NOTE: This post was updated at 6:25 p.m. Feb. 6, 2013 to reflect that the Public Disclosure Commission provided the Spokane Firefighters Union with incorrect information about when it needed to file campaign spending reports.
Thanks to Proposition 2, Spokane’s special election on Feb. 12 is heating up.
Each side is accusing the other of stealing signs. One side is accusing the other of campaign reporting violations. The other is crying pettiness.
Accusations of sign stealing are hard to pin down and are so common that we don’t typically investigate them. Though there are notable exceptions.
We at Spin Control will make an attempt, however, to sort through the potential of campaign finance violations.
Spokane Citizens for Responsible Government, which supports Proposition 2, made several campaign finance allegations against supporters of the proposition in a news release earlier this week.
Spokane City Council President Ben Stuckart, who opposes Proposition 2, called their complaints “much ado about nothing.”
But there do appear to be violations.
Michael Cathcart, who is on the committee for Spokane Citizens for Responsible Government, filed a complaint today against Citizens for Democracy and the Spokane Firefighters Union with the Public Disclosure Commission. He is alleging that they missed reporting deadlines.
Cathcart said he filed the complaint out of frustration.
“It appeared to me that these groups were trying to make sure contributions and expenditures were not open to the public,” Cathcart said.
His complaint appears to be correct that at least some spending hasn’t been reported properly, but he may be incorrect about who’s at fault.
Most groups active in campaigns are required to report spending and contributions three weeks and one week prior to the election.
The first spending opposed to Proposition 2 was from Local 270, of the American Federation of State, County and Municipal Employees. The group, which represents about 1,000 Spokane city workers, spent $500 on the signs, said Local 270 President Joe Cavanaugh. These are the “Keep Democracy” signs that have been up for at least a couple weeks.
That spending already should have been reported to the Public Disclosure Commission, but hasn’t. Cavanaugh said the state group that the union belongs to is in charge of reporting the spending. He said if there was a violation it would be fixed quickly.
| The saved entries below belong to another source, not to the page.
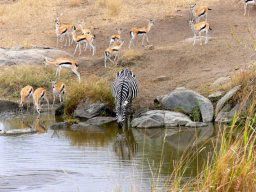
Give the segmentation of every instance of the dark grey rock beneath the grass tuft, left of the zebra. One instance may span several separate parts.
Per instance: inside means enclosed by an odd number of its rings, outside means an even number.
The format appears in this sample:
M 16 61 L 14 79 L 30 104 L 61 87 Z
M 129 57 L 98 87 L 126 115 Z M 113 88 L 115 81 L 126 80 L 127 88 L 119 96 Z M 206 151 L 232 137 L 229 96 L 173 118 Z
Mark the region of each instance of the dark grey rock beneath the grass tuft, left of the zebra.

Pat Thompson, of the Washington State Council of County and City Employees, said that the spending will be included in the political action committee’s regular monthly spending report.
“Certainly there wasn’t any effort not to disclose this,” Thompson said. “We were following advice we were given by the Public Disclosure Commission.”
Lori Anderson, spokeswoman for the Public Disclosure Commission, said any spending by a political action committee on an election has different deadlines.
“Technically, they should follow the election reporting schedule,” she said.
The Spokane Firefighters Union later ordered another batch of the same signs for $350. However, those were ordered after the three-week reporting deadline and therefore didn't have to be reported until Tuesday (the one-week deadline). Anderson said today that the union still had not filed a report, but that the PDC likely was at fault becuase it provided the group incorrect information about when the spending had to be reported.
Citizens for Democracy, which was formed specifically to oppose the measure, appears not to have violated reporting rules even though it hasn’t reported any spending. That’s because it promised not to accept donations of more than $500 or raise more than $5,000. The group purchased signs with a raised fist labeled “Say No to Tyranny of Minority.”
The campaign later asked to change its reporting status so it could raise more, but the PDC didn’t immediately accept that request. Kris Byrum, campaign manager of the group, said Citizens for Democracy is now content to stick with the small campaign.
That means that Citizens for Democracy will not have to report spending or contributions to the PDC, though it is required to allow inspection of its books during the eight days before the election.